Stephen Goffe, C.O. (Gough) (b. 1605; d. at Paris, Christmas Day, 1681), was a Royalist agent of the Wars of the Three Kingdoms, and later an Oratorian priest.

==Life==

Goffe was educated at Merton College, Oxford, becoming M.A. in 1627. He took orders and became chaplain to Colonel Vere's regiment in the Low Countries.

Subsequently, Henry Jermyn, 1st Earl of St Albans obtained Goffe's appointment as one of the chaplains to Charles I of England, in which capacity he was created D.D. in 1636. He was often employed in secret negotiations in France, Flanders, and Holland.

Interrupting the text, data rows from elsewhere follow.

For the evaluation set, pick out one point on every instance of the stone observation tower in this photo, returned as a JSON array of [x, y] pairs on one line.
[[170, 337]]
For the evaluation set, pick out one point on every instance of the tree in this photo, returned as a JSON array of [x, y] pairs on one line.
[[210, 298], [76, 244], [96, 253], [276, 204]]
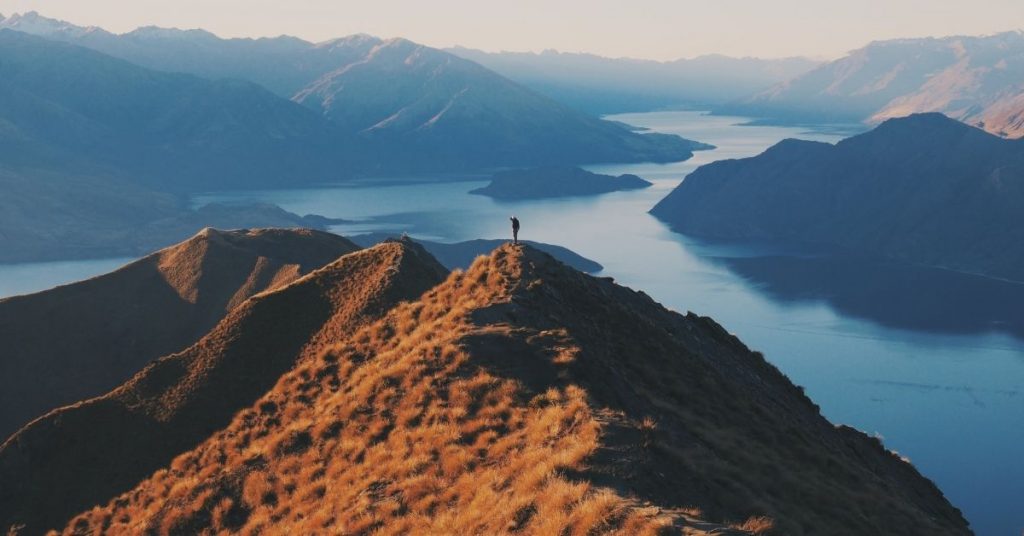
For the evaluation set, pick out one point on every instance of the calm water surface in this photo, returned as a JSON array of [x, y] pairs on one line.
[[932, 362]]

He was rector of Herstmonceaux from 1639.

During the Civil War Goffe was arrested and charged with attempting to rescue the king, then a prisoner at Hampton Court. After the execution of the king (whose death-warrant was signed by Stephen's brother William), he went to France, where he became a Catholic. Dodd and other Catholics have disproved the story that the Sorbonne admitted the validity of his Anglican orders.

Goffe became a member of the Oratory of Jesus and Mary (French Oratory) 14 January 1651, at Notre-Dame-des Vertues near Paris, where he became superior in 1655. Here he helped English exiles, both Protestants and Catholics, using his influence with Queen Henrietta Maria on their behalf; and on her appointment he acted as tutor to the young Duke of Monmouth.

Goffe was a learned man and maintained a correspondence with Vossius and other scholars. Some of his letters were printed by Paulus Colomesius (Paul Colomiès) in 1690, and others, still in manuscript, are in the British Museum (Addit. MS. 6394).

==Family==

He was the son of Stephen Goffe, Protestant rector of Stanmer in Sussex, and brother of William Goffe. He outlived his wife Penelope Blount, daughter of Sir Saint John Blount KB.